Auch der Kampf gegen Kinderlähmung (Polio) ist erfolgreich. Die globale Kampagne darum, Polio (Global Polio Eradication Initiative) auszurotten, wird von der WHO koordiniert. Europaweit ist Polio eliminiert, weltweit noch nicht. Aber die Neuinfektionen sind enorm gesunken. Nur vereinzelt tritt Polio noch auf. Trotzdem ist es wichtig, konsequent weiter zu impfen. Nur so lässt sich verhindern, dass Polio sich wieder ausbreitet.

Freiwillige Beiträge immer bedeutsamer

Die WHO wird aus Pflicht- und freiwilligen Beiträgen finanziert.
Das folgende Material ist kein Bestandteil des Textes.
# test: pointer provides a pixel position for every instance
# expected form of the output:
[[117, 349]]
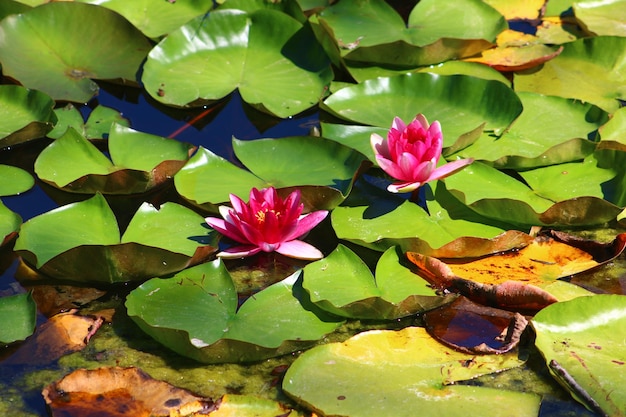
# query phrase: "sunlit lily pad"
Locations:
[[377, 219], [596, 66], [494, 194], [342, 284], [272, 59], [81, 242], [449, 99], [97, 126], [550, 130], [34, 49], [17, 317], [582, 341], [395, 373], [275, 321], [435, 32], [139, 161], [519, 279], [156, 18], [24, 114], [324, 171]]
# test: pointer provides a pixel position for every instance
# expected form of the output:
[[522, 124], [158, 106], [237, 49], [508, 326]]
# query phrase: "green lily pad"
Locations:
[[604, 18], [14, 180], [496, 195], [139, 162], [395, 373], [582, 341], [24, 114], [17, 317], [550, 130], [596, 66], [156, 18], [34, 49], [449, 99], [343, 285], [377, 219], [324, 171], [97, 126], [272, 59], [9, 224], [435, 32], [81, 242], [275, 321]]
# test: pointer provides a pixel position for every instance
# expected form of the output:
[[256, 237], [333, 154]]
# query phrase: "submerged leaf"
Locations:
[[395, 373]]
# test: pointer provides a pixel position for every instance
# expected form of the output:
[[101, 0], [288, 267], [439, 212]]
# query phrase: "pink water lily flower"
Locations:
[[267, 223], [410, 154]]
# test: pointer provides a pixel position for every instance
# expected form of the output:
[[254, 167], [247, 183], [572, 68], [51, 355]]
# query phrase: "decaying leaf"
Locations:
[[515, 279], [62, 334], [473, 328], [111, 392]]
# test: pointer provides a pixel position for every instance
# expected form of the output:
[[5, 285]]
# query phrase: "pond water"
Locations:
[[121, 343]]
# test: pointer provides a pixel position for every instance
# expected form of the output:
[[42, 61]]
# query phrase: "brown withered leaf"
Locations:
[[113, 392], [513, 279], [474, 328], [62, 334]]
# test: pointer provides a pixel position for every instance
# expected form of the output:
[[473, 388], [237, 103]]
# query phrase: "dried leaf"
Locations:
[[111, 392]]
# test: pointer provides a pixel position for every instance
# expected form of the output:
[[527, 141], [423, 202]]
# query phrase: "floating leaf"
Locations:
[[518, 279], [81, 241], [156, 18], [494, 194], [62, 334], [550, 130], [325, 173], [261, 53], [582, 341], [139, 162], [97, 125], [448, 99], [34, 49], [270, 323], [119, 392], [604, 18], [596, 66], [377, 219], [343, 285], [17, 317], [25, 115], [395, 373]]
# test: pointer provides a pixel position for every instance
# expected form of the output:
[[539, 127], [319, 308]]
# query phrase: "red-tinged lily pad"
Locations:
[[271, 58], [343, 285], [324, 173], [26, 115], [582, 341], [274, 321], [62, 334], [474, 328], [114, 392], [17, 317], [81, 242], [97, 126], [399, 373], [523, 279], [34, 49], [139, 162]]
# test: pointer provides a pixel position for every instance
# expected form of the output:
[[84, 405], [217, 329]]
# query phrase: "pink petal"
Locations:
[[300, 250], [239, 252], [449, 169], [404, 187], [306, 223]]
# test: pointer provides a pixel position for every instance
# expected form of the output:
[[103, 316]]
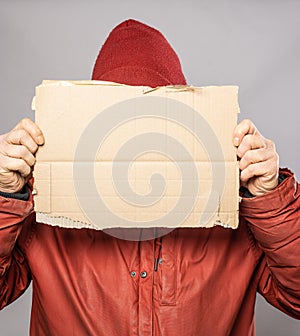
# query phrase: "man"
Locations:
[[86, 282]]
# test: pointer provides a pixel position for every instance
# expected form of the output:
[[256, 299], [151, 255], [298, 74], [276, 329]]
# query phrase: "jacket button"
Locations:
[[143, 274]]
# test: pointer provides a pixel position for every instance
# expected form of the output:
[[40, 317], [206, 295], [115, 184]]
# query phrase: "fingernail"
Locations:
[[40, 139], [236, 141]]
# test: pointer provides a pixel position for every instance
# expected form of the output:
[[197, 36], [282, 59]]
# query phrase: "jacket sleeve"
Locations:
[[274, 220], [15, 274]]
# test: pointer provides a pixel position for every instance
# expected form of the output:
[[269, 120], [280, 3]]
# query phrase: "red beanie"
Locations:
[[136, 54]]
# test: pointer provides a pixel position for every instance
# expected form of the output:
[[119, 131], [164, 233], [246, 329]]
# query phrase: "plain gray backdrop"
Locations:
[[252, 44]]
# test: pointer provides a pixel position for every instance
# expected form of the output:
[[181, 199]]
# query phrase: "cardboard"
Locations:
[[132, 156]]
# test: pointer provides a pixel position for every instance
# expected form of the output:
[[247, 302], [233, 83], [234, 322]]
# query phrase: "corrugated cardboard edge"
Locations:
[[66, 222]]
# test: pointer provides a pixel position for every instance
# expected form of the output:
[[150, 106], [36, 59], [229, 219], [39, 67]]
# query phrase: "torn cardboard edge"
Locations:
[[44, 111]]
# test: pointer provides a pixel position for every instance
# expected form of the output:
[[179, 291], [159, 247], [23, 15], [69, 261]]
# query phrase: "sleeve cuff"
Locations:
[[22, 195]]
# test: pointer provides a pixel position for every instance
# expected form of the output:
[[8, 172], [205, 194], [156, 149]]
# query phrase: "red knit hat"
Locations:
[[136, 54]]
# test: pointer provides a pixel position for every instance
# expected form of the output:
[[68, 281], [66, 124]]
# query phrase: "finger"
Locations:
[[257, 169], [243, 128], [20, 152], [254, 156], [17, 165], [31, 128], [250, 142], [21, 137]]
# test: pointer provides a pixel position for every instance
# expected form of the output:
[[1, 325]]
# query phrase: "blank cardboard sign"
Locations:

Der Regulär- oder Pflichtbeitrag richtet sich nach einer Skala, die die Vereinten Nationen für alle Länder festlegen. Bezugspunkt ist die Wirtschaftskraft. Deutschland muss nach diesem Schlüssel etwa 6,4 Prozent zum Haushalt beitragen. Für zwei Jahre müssen die 194 WHO-Mitgliedstaaten insgesamt Pflichtbeiträge in Höhe von gut einer Milliarde US-Dollar aufbringen.

Insgesamt betrug das Volumen des Zweijahres-Haushalts 2018-2019 etwa 4,4 Milliarden US-Dollar, der Zweijahres-Haushalt 2020-2021 umfasst gut 4,8 Milliarden US-Dollar. Das zeigt: Die freiwilligen Beiträge übersteigen die Pflichtbeiträge. Ohne die freiwilligen Zahlungen - nicht nur von Staaten, sondern auch von großen Stiftungen - könnte die WHO einen Großteil ihrer Arbeit nicht leisten.

Oft sind freiwillig geleistete Beiträge zweckgebunden oder an bestimmte Tätigkeitsfelder der WHO geknüpft. So wird beispielsweise das WHO-Projekt Globale Allianz für Impfstoffe und Immunisierung (Global Alliance for Vaccines and Immunization: GAVI) teilweise als öffentlich-private Partnerschaft finanziert mit einem erheblichen Finanzanteil der Bill and Melinda Gates Foundation.

WHO – eine Behörde der Vereinten Nationen

Gegründet wurde die Weltgesundheitsorganisation (WHO) am 7. April 1948 als Koordinationsbehörde der Vereinten Nationen für das internationale öffentliche Gesundheitswesen. Heute sind 194 Staaten Mitglieder der WHO.

Die Organisation hat ihren Hauptsitz in Genf. Aufgeteilt ist sie in sechs Regionen, für die jeweils ein Regionalbüro zuständig ist. Darüber hinaus gibt es mehr als 140 Länderbüros. Die WHO hat weltweit über 7000 Mitarbeiterinnen und Mitarbeiter.

Die Weltgesundheitsversammlung (WHA) ist das höchste Entscheidungsorgan der WHO. An den jährlichen Sitzungen nehmen Vertreter aller 194 Mitgliedstaaten teil. Zwischen den Sitzungen der Weltgesundheitsversammlung steuert der Exekutivrat die Organisation. Er besteht aus 34 von den Regierungen benannten Vertretern. Gewählt werden die Staaten, die Vertreter entsenden, für eine Amtszeit von drei Jahren von der Weltgesundheitsversammlung.